Can Netflix Reinvent Itself as an Oscar Machine?

source: Netflix

source: Netflix

Netflix has just made its biggest film purchase to date. The company has been making some very aggressive moves into feature film since fall of last year, but its latest buy sees the company going from “hey, we’re doing movies now” to “look out, we’re going to win Oscars.” Deadline reports Netflix bought the rights to True Detective director Cary Fukunaga’s African war drama Beasts of No Nation starring Idris Elba. The publication reports that the deal is around $12 million and will include theatrical rights for the streaming service as well as plans for a “vigorous” awards campaign come Oscar season next year.

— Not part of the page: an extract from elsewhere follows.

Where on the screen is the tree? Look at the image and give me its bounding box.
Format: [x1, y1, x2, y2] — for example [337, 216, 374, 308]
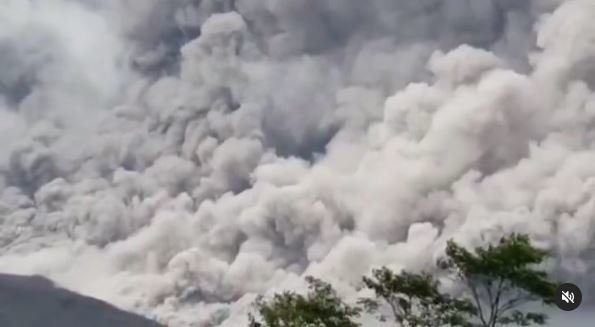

Beasts of No Nation is based on the novel of the same title by Uzodimna Iweala about a young boy who joins a band of militant fighters when the civil war in a west African country tears his family apart. Idris Elba plays the warlord who takes in the child soldier and breaks the boy down, removing his humanity to make him into a great fighter. Fukunaga wrote the adaptation himself.

The brutal book was the Nigerian-American, Harvard-educated Iweala’s first novel, published when he was just 23 years old and fresh out of his undergraduate career. The book received glowing reviews for its unflinching look at the effect guerilla warfare has on a society and the way Iweala uses a sort of pidgin English to narrate through the young Agu’s perspective. “Only in art can so much be demanded — and given. Iweala shows Agu acting out the worst atrocities imaginable, but still we rush to forgive him,” said The New York Times’ review of the novel.

Just last month, the streaming service announced another film purchase that looks like it could draw attention come awards time. The war drama Jadotville will star Fifty Shades of Grey’s Jamie Dornan as the Irish commander Patrick Quinlan, and tells the true story of a 1961 siege of an Irish UN battalion by 3,000 Congolese troops. “The story of how Pat Quinlan led his troops against an overwhelming force without losing a single man is one of the great stories of the 20th century, and we are proud to be working with such a talented and committed team to bring it to life,” Netflix chief content officer Ted Sarandos said in a statement.

Jadotville didn’t have people exactly screaming “Oscar,” but now with Beasts of No Nation, industry watchers are doing just that. It’s hard to believe it was just two years ago that Netflix won its first Emmys for its original political drama House of Cards, and people were wringing their hands about how the streaming service was disrupting television. Now Netflix is building itself into a major media empire with movies that it believes will compete both commercially — look at Adam Sandler’s four-movie deal as well as the Crouching Tiger, Hidden Dragon sequel — and critically, come awards season.